Gabriel on a recent project we ran into a nearly identical issue. At the end of updating one of our dimensions we needed to output the results to reflect any changes so our Excel and database table were completely in sync. We solved the issue using a template Excel file, but the template followed these standards:

All cells formatted as text

No forumulas

Header row only

All rows below header deleted initially to avoid any previous entries

Once the template was created it was untouched. Within our SSIS package we used a File System Task to copy the template over the existing file then in our data flow we took our source then ran it through data conversion (unicode string 255 or double precision floats) and output it to our new excel file. We used an Excel destination to map to our overwritten file and for the file task we had a before (template) and after (destion).

I can send you the package and template if you are still having difficulty but the lessons we learned were the formatting of the Excel template and matching the data types from the database to the Excel destination.

Hope this helps! Good luck!

|||

Hi Gabriel,

I meant that the template file should be correct, and that is the only manual operation.

Now if the template has col headers in row 1, and data in its second and third rows, all destination files will also have it. And hence, your first real row will be in the 4th row.

Please check your template file.

I had exactly the same scenario, and same problem, and it got solved.

HTH

Kar

|||

ADMariner -

Your suggestions are pretty good and I see you truly understood the issue I was having. I tried to apply these steps but unfortunately I was still having the issue... Even making sure all the 60,000 rows after the first row were being deleted properly, the NULL value would still show up.

Only thing that solved the problem was to create the "destination" sheet by clicking the "new button" in the "excel destination editor" as Rafael suggested. As soon as I applied this same trick to the template file and pointed the SSIS package back to the destination spreadsheet, the issue went away.

I really appreciate all the help from everybody. Thanks a lot Smile

|||

ADMariner wrote:

We solved the issue using a template Excel file, but the template followed these standards:

All cells formatted as text

No forumulas

Header row only

All rows below header deleted initially to avoid any previous entries

Once the template was created it was untouched. Within our SSIS package we used a File System Task to copy the template over the existing file then in our data flow we took our source then ran it through data conversion (unicode string 255 or double precision floats) and output it to our new excel file. We used an Excel destination to map to our overwritten file and for the file task we had a before (template) and after (destion).

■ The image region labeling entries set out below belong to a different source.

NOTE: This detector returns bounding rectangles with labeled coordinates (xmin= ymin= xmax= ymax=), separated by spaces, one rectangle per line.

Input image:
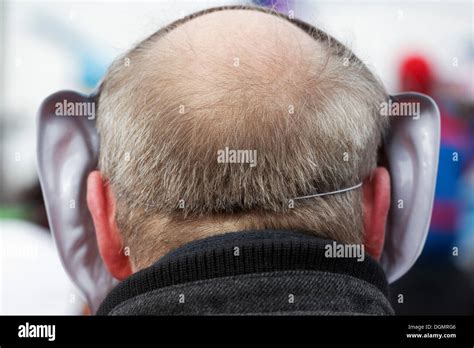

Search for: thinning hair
xmin=97 ymin=6 xmax=388 ymax=268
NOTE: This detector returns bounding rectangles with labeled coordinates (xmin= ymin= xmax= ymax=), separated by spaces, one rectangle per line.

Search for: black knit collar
xmin=97 ymin=230 xmax=388 ymax=315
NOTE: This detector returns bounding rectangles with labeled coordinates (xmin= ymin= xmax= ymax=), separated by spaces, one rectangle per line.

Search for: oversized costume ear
xmin=380 ymin=93 xmax=440 ymax=283
xmin=37 ymin=91 xmax=116 ymax=312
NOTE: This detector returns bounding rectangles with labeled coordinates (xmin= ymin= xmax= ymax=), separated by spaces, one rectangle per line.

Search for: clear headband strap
xmin=293 ymin=182 xmax=362 ymax=201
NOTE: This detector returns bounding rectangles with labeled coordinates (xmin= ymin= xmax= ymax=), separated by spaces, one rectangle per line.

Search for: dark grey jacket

After you wrote to the template and then opened it in Excel, were your floats represented as numbers or text? I haven't been able to get it to write floats to an existing file (header row only) that remain formatted as numbers in Excel. Instead, they're text with the related side-effects (left justified, green triangle in upper left warning about a possible number in a text field, conditional formatting doesn't work correctly, etc.) I tried having the Excel destination create the spreadsheet, and then it DID write the floats as numbers, and would continue appending numbers on subsequent runs, but when I removed the data from that file (leaving the header) and tried to write to it again, the floats were then written as text.